Acogida y Encuentro celebró su décimo aniversario con una Gala muy emotiva
Diez años no se cumplen todos los días, aunque el comedor solidario de Torrejón lleva casi veinte años entre los torrejoneros. Y por eso había que celebrarlo a lo grande. La Casa de la Cultura de Torrejón acogió el pasado viernes 29 de mayo la gala del décimo aniversario de la creación de la Asociación Acogida y Encuentro que gestiona el Comedor Solidario. Una tarde cargada de emociones, con el sol de junio como compañero de viaje.
A eso de las 19:30 horas, el salón de actos abrió sus puertas para celebrar una gala muy especial que, entre otras cosas, repasó la historia del comedor desde que allá por 2007 los Romeros del Rosario iniciasen un pequeño proyecto para dar desayunos y comidas, que crecería en 2012 para convertirse en el centro de Acogida y Encuentro. Su siguiente hito, y probablemente el más importante, se produjo hace diez años, cuando los voluntarios y trabajadores se constituyeron como asociación, suponiendo el nacimiento oficial del comedor solidario.

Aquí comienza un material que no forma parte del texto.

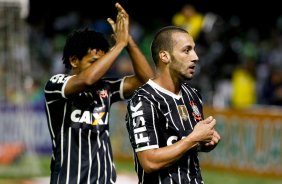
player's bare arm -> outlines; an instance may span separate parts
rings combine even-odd
[[[131,36],[129,37],[126,49],[132,60],[135,73],[133,76],[126,77],[124,81],[124,96],[129,97],[137,87],[147,82],[150,78],[153,78],[154,72]]]
[[[126,21],[129,21],[127,12],[119,3],[116,3],[116,8],[118,10],[118,15],[123,17]],[[108,22],[115,31],[117,25],[114,23],[114,21],[111,18],[108,18]],[[129,35],[126,49],[131,58],[135,73],[132,76],[127,76],[124,81],[123,93],[125,97],[129,97],[132,95],[133,91],[137,89],[137,87],[152,78],[154,72],[131,35]]]
[[[180,159],[188,150],[200,143],[211,142],[214,135],[216,120],[209,117],[199,122],[191,134],[180,141],[157,149],[137,152],[138,159],[147,173],[165,168]]]
[[[73,94],[83,91],[85,88],[95,84],[116,61],[119,54],[128,44],[128,21],[126,17],[119,13],[116,18],[114,37],[116,40],[113,48],[107,53],[101,53],[97,50],[89,50],[89,53],[82,58],[70,58],[72,67],[77,70],[76,75],[73,76],[65,87],[65,95],[71,96]]]

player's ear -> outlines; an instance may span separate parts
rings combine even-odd
[[[164,50],[160,51],[159,57],[163,63],[165,64],[170,63],[170,54],[167,51],[164,51]]]
[[[71,57],[69,58],[69,61],[70,61],[70,64],[71,64],[71,66],[72,66],[73,68],[76,68],[76,67],[78,66],[79,60],[77,59],[77,57],[71,56]]]

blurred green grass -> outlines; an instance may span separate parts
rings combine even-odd
[[[135,175],[133,160],[115,160],[118,173]],[[21,184],[22,180],[49,177],[50,156],[22,157],[10,166],[0,165],[0,184]],[[36,170],[37,172],[28,172]],[[202,168],[206,184],[281,184],[281,178],[217,171]]]

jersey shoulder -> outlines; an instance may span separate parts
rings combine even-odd
[[[144,84],[135,90],[130,100],[134,101],[141,98],[152,99],[152,94],[152,87],[149,84]]]
[[[55,90],[60,88],[66,83],[66,81],[71,78],[68,74],[56,74],[50,77],[50,79],[45,84],[45,90]]]

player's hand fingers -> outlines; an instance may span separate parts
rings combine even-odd
[[[111,25],[113,32],[115,32],[116,31],[116,23],[111,18],[108,18],[107,21]]]
[[[221,137],[216,130],[214,131],[213,136],[218,140],[218,142],[220,141]]]
[[[119,13],[123,14],[125,17],[128,17],[127,12],[125,11],[125,9],[119,3],[116,3],[115,6],[116,6]]]

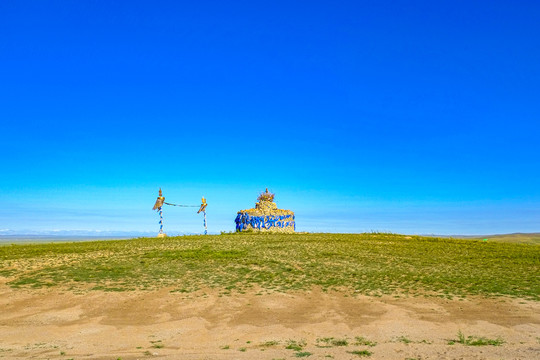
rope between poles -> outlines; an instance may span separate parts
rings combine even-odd
[[[168,202],[163,202],[166,205],[172,205],[172,206],[180,206],[180,207],[200,207],[200,205],[179,205],[179,204],[171,204]]]

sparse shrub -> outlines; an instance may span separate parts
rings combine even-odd
[[[287,341],[287,346],[285,346],[285,349],[287,350],[294,350],[294,351],[300,351],[304,348],[304,346],[306,346],[307,343],[305,340],[300,340],[300,341],[296,341],[296,340],[288,340]]]
[[[358,356],[371,356],[373,353],[369,350],[354,350],[348,351],[349,354],[358,355]]]
[[[336,339],[333,337],[326,337],[326,338],[317,338],[316,340],[316,346],[320,348],[329,348],[332,346],[347,346],[349,345],[349,340],[344,339]]]
[[[261,344],[261,346],[264,346],[264,347],[270,347],[270,346],[274,346],[274,345],[278,345],[279,344],[279,341],[277,340],[270,340],[270,341],[266,341],[266,342],[263,342]]]

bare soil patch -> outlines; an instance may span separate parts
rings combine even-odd
[[[76,294],[0,284],[0,309],[5,359],[540,358],[540,303],[502,297],[369,297],[318,289]],[[504,343],[449,345],[459,331]]]

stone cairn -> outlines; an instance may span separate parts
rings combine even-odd
[[[274,194],[268,189],[259,195],[255,208],[240,210],[236,216],[236,231],[292,233],[296,230],[294,212],[278,209]]]

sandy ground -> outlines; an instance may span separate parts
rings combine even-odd
[[[505,343],[448,345],[459,330],[500,337]],[[356,336],[377,344],[354,345]],[[321,347],[326,344],[317,342],[330,337],[346,338],[349,344]],[[286,349],[290,340],[303,340],[306,346],[301,351]],[[362,350],[371,355],[353,353]],[[302,355],[540,359],[540,303],[508,298],[353,297],[317,290],[231,296],[167,289],[75,294],[14,290],[0,284],[0,358],[270,360]]]

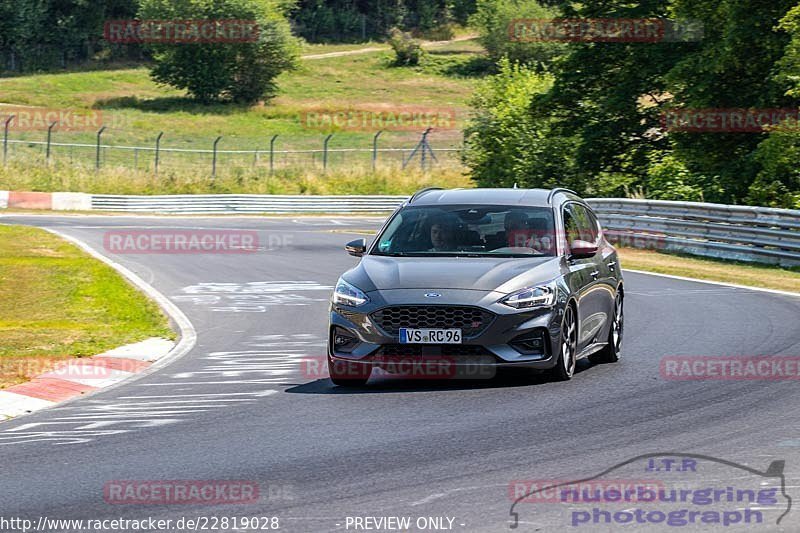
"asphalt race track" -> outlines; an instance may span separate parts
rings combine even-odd
[[[0,424],[4,517],[279,517],[280,530],[311,532],[356,530],[347,517],[449,517],[442,528],[508,531],[515,480],[576,480],[642,454],[683,452],[757,470],[785,460],[795,503],[779,526],[762,530],[800,531],[798,381],[673,381],[659,371],[665,356],[800,356],[800,298],[627,273],[618,364],[584,361],[566,383],[378,378],[346,390],[301,361],[323,360],[330,292],[357,261],[343,244],[379,219],[0,222],[87,243],[170,298],[198,335],[188,354],[157,372]],[[142,228],[256,230],[263,249],[104,250],[105,232]],[[104,486],[114,480],[248,480],[260,497],[109,504]],[[535,508],[517,506],[518,531],[619,530],[572,527],[563,514]]]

En esta historia, Fuensanta Meléndez tiene mucho que decir. No en vano, ella fue una de las fundadoras y la verdadera alma mater del proyecto. Religiosa del Sagrado Corazón de Jesús, puso en marcha el comedor en 2011 y desde entonces ha sido el pilar sobre el que se sostiene todo. Por eso no es de extrañar que la Asociación haya decidido ponerle su nombre al centro de acogida y encuentro con el voto casi unánime de la Junta Directiva, pues la propia Fuensanta votó en contra. La gran sorpresa de la gala fue el anuncio de que el espacio pasará a llamarse "Centro de Acogida y Encuentro Fuensanta Meléndez".
Pero no solo de recuerdos vivió la gala. También hubo tiempo para el arte. El grupo de teatro representó uno de los sketches de la obra que estrenaron hace unos años en las tablas de la misma Casa de la Cultura; y otro de los usuarios compartió escenario con su hija para cantar a Nino Bravo, en un recuerdo a los que ya no están. Los discursos del alcalde, Alejandro Navarro; del presidente de la Asociación, Manuel Cruz; y de la directora del centro, Margarita Villa, fueron llenando un evento de casi hora y media que terminaba con las palabras de la propia Fuensanta y de otro de los responsables del crecimiento del comedor: el padre Ángel Román, hoy obispo de Albacete.
El padre Ángel repetía las palabras que dedicaba a Fuensanta tan solo una semana antes, cuando ambos recibían la medalla Pro Ecclesia Complutensis, la máxima distinción que concede el obispado de Alcalá. La ceremonia, celebrada el 22 de mayo en la parroquia de Nuestra Señora del Rosario, estuvo llena de emoción y gratitud. El obispo de Alcalá, Antonio Prieto, reconoció así la valiosa colaboración de dos personas que han consagrado su vida a servir a la Iglesia de Torrejón. Ángel Román, que conoce a Fuensanta desde que era un alumno seminarista adolescente, le dirigió unas palabras llenas de cariño y admiración por todo lo que ha aportado.
Y así, con la emoción como compañera de viaje y la historia del comedor de telón de fondo, se fue completando un evento de celebración que se produce en un momento de incertidumbre. A pesar de la ayuda recibida dos días antes, el futuro del comedor sigue siendo incierto. El Ayuntamiento de Torrejón les concedía un adelanto de la subvención de 38.000 euros que se suma a otra ayuda anterior de 117.000 euros, alcanzando un total de 155.000 euros. Sin embargo, la continuidad del servicio a largo plazo depende de que la Comunidad de Madrid resuelva en otoño si les concede la subvención que mantendría vivo el comedor solidario, que lleva meses en riesgo.
La gala del décimo aniversario no fue solo un homenaje al pasado, sino también un recordatorio de que el trabajo de la Asociación Comedor Solidario, que atiende a 250 personas al día, sigue siendo más necesario que nunca. Porque, como dice su fundadora, "es muy importante dar de comer, pero más importante todavía es ayudarles a rehacerse como personas, que recobren su dignidad".